舞台はスカンジナビア——デンマークとスウェーデン南部のゲートランド。作者は不明で、キリスト教化後のアングロサクソン修道院文化の中で書き留められたと考えられるが、描かれる英雄倫理はゲルマン異教世界のものである。
構成と物語
叙事詩は大きく二部に分かれる。
前半は若き英雄の物語である。ゲート族の戦士ベーオウルフは海を渡ってデンマークに赴き、12年間ヘオロット(黄金の宴の間)を恐怖に陥れてきた怪物グレンデルを素手で倒す。翌夜、報復に現れたグレンデルの母を追い、沼の底の巣穴に潜り込んで首級を挙げる。
後半は老いた王の物語である。故国に帰還したベーオウルフはゲート族の王位に就き、半世紀の治世を経る。そこへ盗掘で目を覚ました竜が現れ、国土を焼き払い始める。老王は一人残ってこれに立ち向かい、竜を倒しながら致命傷を負って息絶える。
詩全体を貫くのは「栄光は儚く、英雄も滅びる」という視座である。ゲルマン英雄詩の典型的主題——名声(lof)と宿命(wyrd)——が重なり合い、勝利と死を等価なものとして扱う。
文学史上の位置づけ
ベーオウルフの評価は近代まで低く、写本は長らく修道院文書として埋もれていた。
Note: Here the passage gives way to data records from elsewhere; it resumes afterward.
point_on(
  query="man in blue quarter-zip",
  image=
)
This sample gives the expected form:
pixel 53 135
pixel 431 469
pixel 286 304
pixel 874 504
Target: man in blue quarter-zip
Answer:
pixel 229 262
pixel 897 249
1815年にデンマーク人学者グリームル・ヨンソン・トルケリンが初めて活字版を刊行したことで、学術的注目が集まり始める。
転換点となったのは1936年のJ・R・R・トールキンによる論文「ベーオウルフ——怪物と批評家たち」である。それまでの文献学的アプローチを批判し、詩を文学作品として読むべきだと論じたこの論文は、近代ベーオウルフ研究の出発点とされる。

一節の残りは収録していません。